Version 2 of the
SIRUS.jl
package has been registered. Since version 1, some outward facing data structures have changed to be more intuitive. More importantly, the implementation has gotten simpler because a unnecessary step was removed, and the performance has improved due to all kinds of small fixes . Benchmarks run as part of CI. A recent run is available here. As can be seen, the performance of SIRUS.jl is better than the original algorithm on most tasks; especially multi-class classification which wasn’t implemented in the R version. The performance is also similar to linear models and XGBoosts on many tasks, but this of course depends a lot on the dataset.
The strength of SIRUS is that the model generates a set of interpretable rules from random forests. In essence, the algorithm reduces the complexity of random forests to a set of interpretable rules. Next, these rules can be used for both prediction as well as explanation. This differs from common interpretability methods such as SHAP because there the complex model is still used for predictions while a simplified representation is used for interpretation.
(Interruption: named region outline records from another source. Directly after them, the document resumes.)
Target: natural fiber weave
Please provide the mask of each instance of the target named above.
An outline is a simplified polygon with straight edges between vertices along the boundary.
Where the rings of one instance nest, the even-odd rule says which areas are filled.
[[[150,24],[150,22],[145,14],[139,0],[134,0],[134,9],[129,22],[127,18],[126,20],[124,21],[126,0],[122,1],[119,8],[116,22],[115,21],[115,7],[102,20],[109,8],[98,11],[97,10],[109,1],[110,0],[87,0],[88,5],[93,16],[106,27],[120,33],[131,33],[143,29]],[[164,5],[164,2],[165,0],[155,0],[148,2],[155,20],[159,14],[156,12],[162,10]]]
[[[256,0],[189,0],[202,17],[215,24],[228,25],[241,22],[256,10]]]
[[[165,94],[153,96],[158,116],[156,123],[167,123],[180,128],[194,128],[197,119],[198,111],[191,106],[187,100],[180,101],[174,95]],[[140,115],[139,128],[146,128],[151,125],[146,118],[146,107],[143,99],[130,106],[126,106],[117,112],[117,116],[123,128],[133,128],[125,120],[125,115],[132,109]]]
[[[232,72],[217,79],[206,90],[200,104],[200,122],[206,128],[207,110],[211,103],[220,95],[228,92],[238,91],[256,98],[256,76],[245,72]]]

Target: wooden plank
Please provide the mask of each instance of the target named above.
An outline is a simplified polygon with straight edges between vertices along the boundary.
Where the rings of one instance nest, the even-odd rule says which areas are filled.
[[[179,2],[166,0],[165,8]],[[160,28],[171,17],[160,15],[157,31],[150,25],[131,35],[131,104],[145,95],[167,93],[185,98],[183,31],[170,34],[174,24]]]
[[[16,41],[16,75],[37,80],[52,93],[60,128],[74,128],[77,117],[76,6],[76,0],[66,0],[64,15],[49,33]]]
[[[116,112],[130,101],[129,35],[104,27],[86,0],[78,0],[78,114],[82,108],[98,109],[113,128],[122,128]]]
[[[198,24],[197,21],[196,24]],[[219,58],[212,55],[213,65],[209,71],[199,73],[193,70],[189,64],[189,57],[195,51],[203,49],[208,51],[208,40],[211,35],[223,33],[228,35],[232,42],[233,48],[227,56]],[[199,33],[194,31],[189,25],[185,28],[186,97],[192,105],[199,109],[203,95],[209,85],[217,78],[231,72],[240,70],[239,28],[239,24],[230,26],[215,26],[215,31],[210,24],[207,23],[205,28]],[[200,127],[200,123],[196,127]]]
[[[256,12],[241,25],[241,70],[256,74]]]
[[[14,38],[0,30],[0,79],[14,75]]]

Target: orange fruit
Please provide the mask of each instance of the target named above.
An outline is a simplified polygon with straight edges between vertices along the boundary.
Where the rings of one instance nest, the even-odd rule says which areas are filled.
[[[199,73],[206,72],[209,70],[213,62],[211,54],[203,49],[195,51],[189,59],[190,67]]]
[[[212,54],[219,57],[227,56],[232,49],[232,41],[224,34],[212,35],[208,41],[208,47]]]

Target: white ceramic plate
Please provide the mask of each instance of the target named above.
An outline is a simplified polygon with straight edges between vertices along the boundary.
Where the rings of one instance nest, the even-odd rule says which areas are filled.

This difference may hide reliability issues or biases. For more information, see our paper at JOSS (thanks to @jbytecode, @sylvaticus, and @gdalle for their work in editing and reviewing!)
What I’m personally excited about with SIRUS.jl is that the algorithm is relatively simple and produces relatively good results; especially since version 2. The model has more flexibility than linear models because the algorithm can choose cutoff values in the data; just like decision trees and random forests, which have shown “excellent performance in settings where the number of variables is much larger than the number of observations” (Biau & Scornet, 2015).
What is most exciting is that the original algorithm (which is equivalent to SIRUS.jl in terms of performance) has by now been used in multiple domains. For example, in manufacturing black box models were not suitable since “any decision impacting the production process has long-term and heavy consequences” (Benard, 2020). The algorithm has also been applied in lithium-ion battery research (Wang et al., 2023), irrigated watersheds (Li et al., 2022), mangrove mapping (Zhao et al., 2023), malicious traffic detection (Dong et al., 2023), acute respiratory distress syndrome prediction (Wu et al., 2022), decision support systems (Valente et al., 2021), cancer subtyping (Cavinato et al., 2022), special forces selection (Huijzer et al., 2023) and probably more.
I hope that SIRUS.jl
can be useful for Julia datasets too! The random forest implementation performs a bit poor on regression tasks currently and I haven’t figured out great ways to visualize the rules yet, but I think we can fix these issues and provide a very useful statistical model.